The cover of the August 9 edition edition of Time magazine featured a shocking picture of Bibi Aisha, a young woman whose nose and ears had been cut off. The photo was accompanied by the headline: “What happens if we leave Afghanistan”. However, what happened to Aisha took place in Afghanistan under Western occupation.
In return for allowing Time to publish her photo, Aisha was flown to the US for reconstructive surgery. However, although Time ensured her mutilated face was seen worldwide, they appear less keen for her voice to be heard.
“I heard Aisha's story from her a few weeks before the image of her face was displayed all over the world”, Ann Jones, author of Kabul in Winter, wrote in the August 12 Nation. “She told me that her father-in-law caught up with her after she ran away, and took a knife to her on his own; village elders later approved, but the Taliban didn't figure at all in this account.
“The Time story, however, attributes Aisha's mutilation to a husband under orders of a Talib commander, thereby transforming a personal story, similar to those of countless women in Afghanistan today, into a portent of things to come for all women if the Taliban return to power.”
In March, Wikileaks published a CIA document that outlined a strategy to counter growing opposition in Europe to participation in the US-led occupation. It recommended using a narrative about the oppression of women in Afghanistan that highlighted the Taliban’s misogynist violence while ignoring that of the pro-occupation warlords and the occupation armies.

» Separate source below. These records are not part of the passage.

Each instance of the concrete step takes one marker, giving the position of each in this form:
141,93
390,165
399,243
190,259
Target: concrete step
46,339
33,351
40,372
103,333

Afghan feminist Malalai Joya condemned the pro-war media manipulation. “During the Taliban’s regime such atrocities weren’t as rife as it is now and the graph is hiking each day”, she told France 24 on August 1.
“Eighteen-year-old Aisha is just an example and cutting ears, noses and toes, torturing and even slaughtering is a norm in Afghanistan
“Currently, Afghan people, especially women, are squashed between three enemies: Taliban, fundamentalist warlords and troops … The US used the plight of Afghan women as an excuse to occupy Afghanistan in 2001 by filling television screens, internet pages and newspapers with pictures of women being shot down or beaten up in public.
“Once again, it is moulding the oppression of women into a propaganda tool to gain support and staining their hands with ever-deepening treason against Afghan women.”